ISTANBUL • Two female militants were killed by police after they fired shots and threw a grenade at a Turkish police bus in Istanbul yesterday, local media and the Istanbul governor said.
Two police officers were lightly wounded in the attack, Gover- nor Vasip Sahin told reporters in televised comments.
One of the women threw a grenade and the other opened fire with what appeared to be a machine gun as the riot police bus drove towards the entrance of a police station in the Bayrampasa district of Turkey's biggest city, footage from Dogan News Agency showed.
Police fired back, injuring one of the women before tracking them to a nearby building, CNN Turk said.
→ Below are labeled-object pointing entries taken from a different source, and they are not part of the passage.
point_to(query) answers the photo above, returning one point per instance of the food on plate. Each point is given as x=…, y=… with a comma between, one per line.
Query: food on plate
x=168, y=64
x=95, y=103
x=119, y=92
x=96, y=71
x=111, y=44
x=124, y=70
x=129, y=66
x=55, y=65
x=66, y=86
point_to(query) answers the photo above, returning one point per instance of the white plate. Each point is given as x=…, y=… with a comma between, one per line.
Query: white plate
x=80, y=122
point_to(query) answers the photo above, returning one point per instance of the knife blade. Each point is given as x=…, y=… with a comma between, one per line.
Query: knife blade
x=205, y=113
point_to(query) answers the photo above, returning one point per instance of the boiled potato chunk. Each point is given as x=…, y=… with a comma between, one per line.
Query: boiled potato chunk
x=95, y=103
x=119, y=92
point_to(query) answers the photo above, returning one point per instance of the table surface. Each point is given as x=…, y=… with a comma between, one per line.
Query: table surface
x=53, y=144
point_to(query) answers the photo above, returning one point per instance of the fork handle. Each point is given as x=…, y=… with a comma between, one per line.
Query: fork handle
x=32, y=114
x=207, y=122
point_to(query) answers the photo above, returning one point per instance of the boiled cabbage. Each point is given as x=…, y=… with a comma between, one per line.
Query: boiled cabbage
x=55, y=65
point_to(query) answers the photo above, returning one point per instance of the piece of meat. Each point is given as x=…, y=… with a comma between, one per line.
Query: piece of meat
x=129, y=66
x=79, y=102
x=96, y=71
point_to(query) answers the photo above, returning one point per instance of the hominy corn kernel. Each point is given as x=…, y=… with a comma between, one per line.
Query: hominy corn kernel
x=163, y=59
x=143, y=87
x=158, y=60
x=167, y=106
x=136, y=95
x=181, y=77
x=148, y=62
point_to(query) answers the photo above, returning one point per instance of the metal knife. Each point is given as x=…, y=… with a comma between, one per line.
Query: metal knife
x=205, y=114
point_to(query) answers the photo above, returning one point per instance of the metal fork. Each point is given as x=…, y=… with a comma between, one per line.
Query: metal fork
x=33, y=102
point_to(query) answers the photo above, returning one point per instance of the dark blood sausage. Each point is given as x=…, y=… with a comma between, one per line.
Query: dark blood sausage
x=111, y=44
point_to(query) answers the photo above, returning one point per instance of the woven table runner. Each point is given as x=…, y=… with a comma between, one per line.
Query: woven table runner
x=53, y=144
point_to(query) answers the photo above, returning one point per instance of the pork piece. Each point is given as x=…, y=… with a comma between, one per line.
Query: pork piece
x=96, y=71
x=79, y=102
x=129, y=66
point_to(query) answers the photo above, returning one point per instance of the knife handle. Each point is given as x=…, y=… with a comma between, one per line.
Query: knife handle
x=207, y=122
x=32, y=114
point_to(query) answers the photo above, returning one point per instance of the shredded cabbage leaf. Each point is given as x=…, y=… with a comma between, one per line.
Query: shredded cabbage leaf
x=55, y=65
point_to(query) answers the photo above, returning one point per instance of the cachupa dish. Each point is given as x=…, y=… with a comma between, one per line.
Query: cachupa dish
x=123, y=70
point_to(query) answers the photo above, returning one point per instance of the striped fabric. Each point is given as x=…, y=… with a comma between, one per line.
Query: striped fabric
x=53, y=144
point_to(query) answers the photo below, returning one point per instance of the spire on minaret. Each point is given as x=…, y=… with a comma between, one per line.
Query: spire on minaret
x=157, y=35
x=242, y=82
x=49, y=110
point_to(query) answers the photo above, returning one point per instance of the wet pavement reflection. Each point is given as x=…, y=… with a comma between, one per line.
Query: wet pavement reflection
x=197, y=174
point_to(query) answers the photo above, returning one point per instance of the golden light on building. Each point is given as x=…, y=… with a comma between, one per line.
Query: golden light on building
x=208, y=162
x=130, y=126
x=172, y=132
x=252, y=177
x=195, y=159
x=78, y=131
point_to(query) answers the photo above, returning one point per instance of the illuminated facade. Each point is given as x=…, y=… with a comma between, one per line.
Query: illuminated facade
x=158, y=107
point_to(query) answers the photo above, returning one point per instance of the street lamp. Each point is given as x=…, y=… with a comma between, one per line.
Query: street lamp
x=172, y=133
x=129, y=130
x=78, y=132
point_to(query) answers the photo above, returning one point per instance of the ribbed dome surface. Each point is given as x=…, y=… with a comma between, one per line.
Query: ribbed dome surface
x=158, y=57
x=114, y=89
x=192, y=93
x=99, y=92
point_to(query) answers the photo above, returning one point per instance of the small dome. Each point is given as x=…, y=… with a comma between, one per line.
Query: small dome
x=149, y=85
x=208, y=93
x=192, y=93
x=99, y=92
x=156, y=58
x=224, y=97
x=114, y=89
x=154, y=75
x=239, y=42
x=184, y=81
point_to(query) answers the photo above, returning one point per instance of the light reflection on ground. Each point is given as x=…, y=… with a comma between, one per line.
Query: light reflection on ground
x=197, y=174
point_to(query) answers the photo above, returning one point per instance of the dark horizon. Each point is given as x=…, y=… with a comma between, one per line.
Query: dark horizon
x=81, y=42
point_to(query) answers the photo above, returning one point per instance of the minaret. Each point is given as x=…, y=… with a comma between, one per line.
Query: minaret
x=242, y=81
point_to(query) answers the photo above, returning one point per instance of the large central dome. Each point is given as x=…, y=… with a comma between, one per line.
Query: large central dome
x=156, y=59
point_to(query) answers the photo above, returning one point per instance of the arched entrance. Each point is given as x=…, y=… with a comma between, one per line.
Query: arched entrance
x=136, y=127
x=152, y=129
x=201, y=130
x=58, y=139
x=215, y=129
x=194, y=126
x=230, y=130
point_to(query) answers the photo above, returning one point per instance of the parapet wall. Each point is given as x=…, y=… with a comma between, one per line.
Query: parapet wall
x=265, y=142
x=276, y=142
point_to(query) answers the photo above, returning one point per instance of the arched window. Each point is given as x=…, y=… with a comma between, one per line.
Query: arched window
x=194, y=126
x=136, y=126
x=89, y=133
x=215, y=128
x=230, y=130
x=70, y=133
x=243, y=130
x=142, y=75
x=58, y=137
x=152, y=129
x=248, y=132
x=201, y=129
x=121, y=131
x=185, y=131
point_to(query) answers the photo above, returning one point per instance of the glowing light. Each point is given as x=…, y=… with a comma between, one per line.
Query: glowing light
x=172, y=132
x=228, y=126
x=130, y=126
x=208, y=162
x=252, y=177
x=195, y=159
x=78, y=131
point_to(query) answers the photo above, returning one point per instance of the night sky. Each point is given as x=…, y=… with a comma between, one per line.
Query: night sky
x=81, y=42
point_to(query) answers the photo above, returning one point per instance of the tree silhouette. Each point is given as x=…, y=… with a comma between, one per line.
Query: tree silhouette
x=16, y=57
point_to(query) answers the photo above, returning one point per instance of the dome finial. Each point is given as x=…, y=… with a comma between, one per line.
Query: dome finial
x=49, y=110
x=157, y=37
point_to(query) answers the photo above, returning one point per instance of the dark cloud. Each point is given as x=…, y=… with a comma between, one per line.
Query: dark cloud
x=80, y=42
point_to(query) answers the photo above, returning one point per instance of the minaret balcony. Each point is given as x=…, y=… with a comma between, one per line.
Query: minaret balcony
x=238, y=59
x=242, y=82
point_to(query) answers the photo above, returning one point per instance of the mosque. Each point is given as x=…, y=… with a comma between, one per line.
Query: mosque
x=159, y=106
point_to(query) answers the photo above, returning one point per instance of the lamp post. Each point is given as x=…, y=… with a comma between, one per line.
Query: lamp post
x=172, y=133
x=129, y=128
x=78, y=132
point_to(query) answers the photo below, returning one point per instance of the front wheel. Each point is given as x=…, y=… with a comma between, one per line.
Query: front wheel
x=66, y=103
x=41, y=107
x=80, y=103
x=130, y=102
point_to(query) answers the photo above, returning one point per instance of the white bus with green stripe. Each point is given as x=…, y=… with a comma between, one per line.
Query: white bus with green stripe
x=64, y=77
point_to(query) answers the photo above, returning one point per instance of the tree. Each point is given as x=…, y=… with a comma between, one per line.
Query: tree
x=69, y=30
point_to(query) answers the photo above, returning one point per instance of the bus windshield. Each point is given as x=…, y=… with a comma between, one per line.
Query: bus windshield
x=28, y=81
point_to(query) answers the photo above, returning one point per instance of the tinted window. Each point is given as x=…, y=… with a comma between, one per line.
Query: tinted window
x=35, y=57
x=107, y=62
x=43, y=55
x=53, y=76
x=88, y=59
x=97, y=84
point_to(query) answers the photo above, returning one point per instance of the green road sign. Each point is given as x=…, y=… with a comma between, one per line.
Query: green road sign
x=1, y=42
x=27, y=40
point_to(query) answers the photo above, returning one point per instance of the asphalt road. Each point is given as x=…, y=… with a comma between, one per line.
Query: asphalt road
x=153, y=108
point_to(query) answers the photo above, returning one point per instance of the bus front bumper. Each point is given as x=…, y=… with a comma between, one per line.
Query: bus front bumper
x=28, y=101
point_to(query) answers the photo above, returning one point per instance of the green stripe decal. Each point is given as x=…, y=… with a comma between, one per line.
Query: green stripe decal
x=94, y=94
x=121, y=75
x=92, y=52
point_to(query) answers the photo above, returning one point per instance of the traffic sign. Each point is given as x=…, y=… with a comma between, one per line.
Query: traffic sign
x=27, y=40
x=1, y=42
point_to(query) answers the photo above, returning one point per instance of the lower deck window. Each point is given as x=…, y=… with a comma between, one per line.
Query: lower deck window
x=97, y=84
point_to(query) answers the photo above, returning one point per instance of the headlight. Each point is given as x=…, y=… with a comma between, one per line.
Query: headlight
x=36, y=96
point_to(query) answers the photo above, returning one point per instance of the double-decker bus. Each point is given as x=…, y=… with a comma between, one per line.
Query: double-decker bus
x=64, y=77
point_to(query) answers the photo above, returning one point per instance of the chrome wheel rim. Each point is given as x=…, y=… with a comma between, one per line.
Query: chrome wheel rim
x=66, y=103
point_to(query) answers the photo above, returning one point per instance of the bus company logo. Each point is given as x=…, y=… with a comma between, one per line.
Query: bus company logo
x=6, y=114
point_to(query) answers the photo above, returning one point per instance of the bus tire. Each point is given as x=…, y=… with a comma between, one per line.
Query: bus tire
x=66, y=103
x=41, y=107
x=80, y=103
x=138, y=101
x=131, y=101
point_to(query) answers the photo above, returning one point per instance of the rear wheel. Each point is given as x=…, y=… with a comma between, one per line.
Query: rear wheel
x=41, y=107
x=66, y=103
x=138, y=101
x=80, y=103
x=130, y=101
Special forces units and police surrounded the building, television footage showed, leading to an hour-long stand-off between the women and the police in which there was sporadic gunfire.
Police then launched an assault on the apartment, "neutralising" the two, the official Anatolia news agency said, quoting police sources.
A leftist militant group, the Revolutionary People's Liberation Party-Front (DHKP-C), claimed responsibility for the attack, according to a statement on a website close to the outlawed group.
"Greetings to you, our two brave female liberation fighters who have taken the people's liberation fight on their shoulders," the statement from the group said.
The women were named as Cigdem Yaksi and Berna Yilmaz, both members of the DHKP-C, Anatolia said.
Turkey has been on a state of alert for months since a series of deadly attacks on its soil.
Last month, 29 people were killed in a car bombing that targeted a military convoy in Ankara, which was claimed by the Kurdistan Freedom Falcons (TAK), who have been linked to the outlawed Kurdistan Workers' Party (PKK).
In the past year, there were four deadly bomb attacks blamed on Islamic State in Iraq and Syria (ISIS) terrorists, including the deadliest in Turkey's modern history that killed 103 people in Ankara in October.
But there have also been sporadic attacks by radicals from the DHKP-C, which seeks a Marxist revolution in Turkey among the working classes but also espouses a fiercely anti-Western and anti-Nato agenda.
Meanwhile, three Turkish soldiers and 10 Kurdish militants have been killed in two clashes in south-east Turkey, the army said yesterday.
In the Dargecit district of Mardin province, near the Syrian border, three soldiers and eight PKK fighters were killed on Wednesday during security forces operations, the army statement said.
Another two PKK militants were killed in the Sur district of Diyarbakir, where police on Wednesday fired tear gas and used water cannons to disperse hundreds of people that were protesting against the security operations.